People walk past a Baidu logo outside the company headquarters in Beijing on February 2, 2024. (AFP)
  • Uber users in these locations may have the option of choosing to ride in a fully driverless Apollo Go car after they request a trip.
  • Driverless taxis are already on the roads with limited capacity in China, most notably in the central city of Wuhan.

Beijing, China — Chinese internet giant Baidu plans to launch its driverless cars on ride-hailing app Uber in Asia and the Middle East this year, the two companies said on Tuesday.

The multi-year partnership will see “thousands of Baidu’s Apollo Go autonomous vehicles on the Uber platform across multiple global markets”, the companies said in a joint statement.

The first driverless cars are expected on the roads this year, the statement said, adding the robotaxis would launch “outside the United States” but without specifying in which countries.

Uber users in these locations may have the option of choosing to ride in a fully driverless Apollo Go car after they request a trip.

China’s tech companies and automakers have poured billions of dollars into self-driving technology in recent years, with intelligent driving the new battleground in the country’s cutthroat domestic car market.

Driverless taxis are already on the roads with limited capacity in China, most notably in the central city of Wuhan where a fleet of over 500 can be hailed by app in designated areas.

In March, Baidu announced it had signed an agreement to launch autonomous driving tests and services in Dubai, Apollo Go’s first international fleet deployment.

The company also plans to start testing self-driving taxis in Europe by the end of this year, a source with knowledge of the matter confirmed to AFP in May.

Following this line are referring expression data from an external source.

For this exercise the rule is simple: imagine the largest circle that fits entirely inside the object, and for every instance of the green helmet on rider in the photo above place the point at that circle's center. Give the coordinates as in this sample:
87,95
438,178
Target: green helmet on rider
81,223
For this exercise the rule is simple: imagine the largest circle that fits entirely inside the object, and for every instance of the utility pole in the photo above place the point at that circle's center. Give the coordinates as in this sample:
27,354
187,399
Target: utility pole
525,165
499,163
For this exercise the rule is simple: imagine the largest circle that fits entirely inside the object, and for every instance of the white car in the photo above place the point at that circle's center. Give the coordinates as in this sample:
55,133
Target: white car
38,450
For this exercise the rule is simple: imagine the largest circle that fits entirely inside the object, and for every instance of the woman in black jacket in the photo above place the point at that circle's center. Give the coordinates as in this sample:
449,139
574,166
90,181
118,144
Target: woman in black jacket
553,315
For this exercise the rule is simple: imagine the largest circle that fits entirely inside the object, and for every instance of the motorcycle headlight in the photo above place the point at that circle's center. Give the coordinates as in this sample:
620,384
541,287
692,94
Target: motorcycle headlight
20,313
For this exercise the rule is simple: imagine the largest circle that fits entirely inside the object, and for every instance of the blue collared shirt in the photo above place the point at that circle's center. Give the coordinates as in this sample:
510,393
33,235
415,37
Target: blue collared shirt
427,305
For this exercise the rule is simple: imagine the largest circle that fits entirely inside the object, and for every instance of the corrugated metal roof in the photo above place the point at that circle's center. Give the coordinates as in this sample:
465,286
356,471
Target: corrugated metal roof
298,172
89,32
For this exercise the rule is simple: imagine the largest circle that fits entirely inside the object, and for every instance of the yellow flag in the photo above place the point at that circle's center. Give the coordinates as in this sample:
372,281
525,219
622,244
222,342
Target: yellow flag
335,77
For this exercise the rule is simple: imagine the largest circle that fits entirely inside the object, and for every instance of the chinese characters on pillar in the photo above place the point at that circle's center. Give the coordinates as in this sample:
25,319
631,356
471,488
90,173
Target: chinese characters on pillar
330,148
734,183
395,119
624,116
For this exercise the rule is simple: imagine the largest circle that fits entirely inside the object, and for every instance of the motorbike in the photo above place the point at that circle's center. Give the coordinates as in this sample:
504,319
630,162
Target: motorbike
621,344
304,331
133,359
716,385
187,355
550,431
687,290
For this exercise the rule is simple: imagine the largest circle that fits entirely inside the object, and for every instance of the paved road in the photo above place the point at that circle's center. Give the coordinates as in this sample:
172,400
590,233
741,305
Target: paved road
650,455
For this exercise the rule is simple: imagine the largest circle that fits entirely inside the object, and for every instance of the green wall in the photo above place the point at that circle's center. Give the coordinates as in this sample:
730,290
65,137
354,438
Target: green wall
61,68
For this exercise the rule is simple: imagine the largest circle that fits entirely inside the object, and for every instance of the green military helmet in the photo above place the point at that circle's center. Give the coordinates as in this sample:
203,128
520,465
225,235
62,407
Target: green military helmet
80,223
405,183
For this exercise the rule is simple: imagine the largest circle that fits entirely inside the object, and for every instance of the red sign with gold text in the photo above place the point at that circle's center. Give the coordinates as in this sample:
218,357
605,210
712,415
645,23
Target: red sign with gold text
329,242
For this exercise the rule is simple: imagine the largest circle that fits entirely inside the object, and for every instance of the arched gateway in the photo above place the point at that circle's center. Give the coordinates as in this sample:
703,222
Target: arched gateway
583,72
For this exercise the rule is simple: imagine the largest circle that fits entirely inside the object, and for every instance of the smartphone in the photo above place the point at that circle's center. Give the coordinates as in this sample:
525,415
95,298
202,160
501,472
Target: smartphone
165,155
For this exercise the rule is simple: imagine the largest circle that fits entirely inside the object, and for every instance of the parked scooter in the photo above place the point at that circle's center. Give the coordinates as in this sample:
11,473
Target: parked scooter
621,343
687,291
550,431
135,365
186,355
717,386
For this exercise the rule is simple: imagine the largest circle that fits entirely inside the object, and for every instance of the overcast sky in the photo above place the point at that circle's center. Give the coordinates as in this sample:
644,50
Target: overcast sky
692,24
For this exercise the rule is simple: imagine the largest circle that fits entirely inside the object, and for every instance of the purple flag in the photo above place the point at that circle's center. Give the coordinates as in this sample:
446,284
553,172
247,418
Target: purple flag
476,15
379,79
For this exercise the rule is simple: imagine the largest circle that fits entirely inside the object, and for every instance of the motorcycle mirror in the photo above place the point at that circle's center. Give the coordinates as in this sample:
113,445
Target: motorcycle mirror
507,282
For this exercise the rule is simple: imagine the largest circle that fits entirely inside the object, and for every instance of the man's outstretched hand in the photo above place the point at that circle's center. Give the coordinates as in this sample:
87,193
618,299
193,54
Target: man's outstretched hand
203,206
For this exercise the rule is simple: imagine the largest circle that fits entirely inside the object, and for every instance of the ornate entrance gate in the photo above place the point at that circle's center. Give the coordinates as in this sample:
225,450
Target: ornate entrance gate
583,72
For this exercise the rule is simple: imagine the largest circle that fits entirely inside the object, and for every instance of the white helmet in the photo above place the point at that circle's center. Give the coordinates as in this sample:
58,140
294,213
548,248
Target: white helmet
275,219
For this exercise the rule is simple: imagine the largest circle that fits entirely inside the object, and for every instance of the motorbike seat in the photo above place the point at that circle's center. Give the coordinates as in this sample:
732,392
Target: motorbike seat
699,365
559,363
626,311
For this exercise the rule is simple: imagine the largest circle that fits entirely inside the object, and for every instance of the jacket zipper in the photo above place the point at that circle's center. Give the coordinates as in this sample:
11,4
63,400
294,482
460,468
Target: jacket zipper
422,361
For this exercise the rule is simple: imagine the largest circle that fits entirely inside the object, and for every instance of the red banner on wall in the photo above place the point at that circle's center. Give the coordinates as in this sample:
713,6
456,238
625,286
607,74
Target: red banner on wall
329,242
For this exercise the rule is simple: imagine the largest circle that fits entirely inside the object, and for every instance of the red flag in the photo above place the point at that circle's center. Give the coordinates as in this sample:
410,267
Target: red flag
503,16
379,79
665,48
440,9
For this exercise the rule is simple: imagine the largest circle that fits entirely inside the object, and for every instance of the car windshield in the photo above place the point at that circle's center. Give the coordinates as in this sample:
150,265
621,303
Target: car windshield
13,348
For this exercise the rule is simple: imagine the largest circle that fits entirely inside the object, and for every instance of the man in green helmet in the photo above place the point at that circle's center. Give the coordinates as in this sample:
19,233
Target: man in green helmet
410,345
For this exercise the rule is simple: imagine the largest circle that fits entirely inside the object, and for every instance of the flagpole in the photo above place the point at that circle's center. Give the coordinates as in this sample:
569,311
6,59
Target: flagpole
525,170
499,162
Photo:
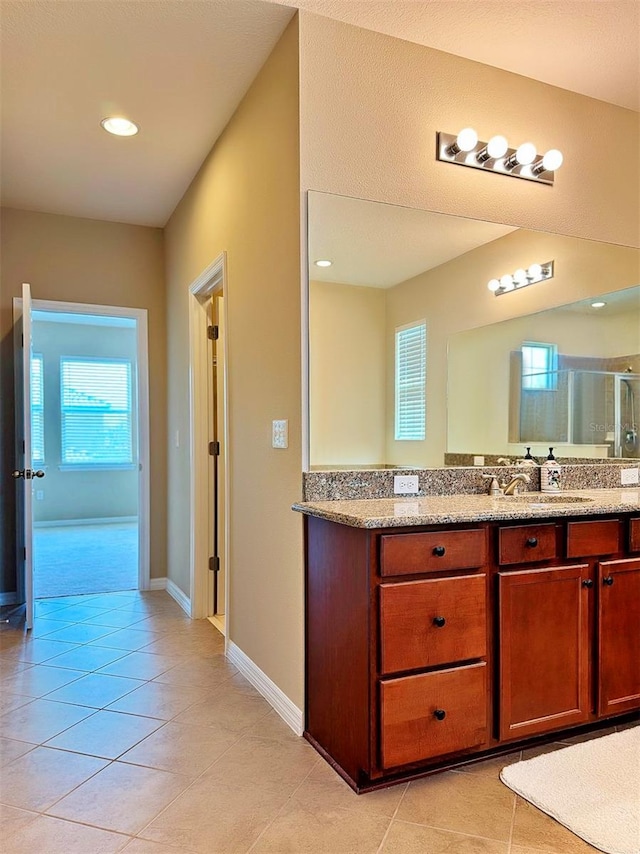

The company will also start testing in Turkey, they said.

Meanwhile, San Francisco-based Uber will launch self-driving taxis in London next year when England trials new driverless services, the firm and the UK government said in June.

Under the Uber pilot scheme, services will initially have a human in the driver’s seat who can control the vehicle in an emergency, but the trials will eventually transition to being fully driverless.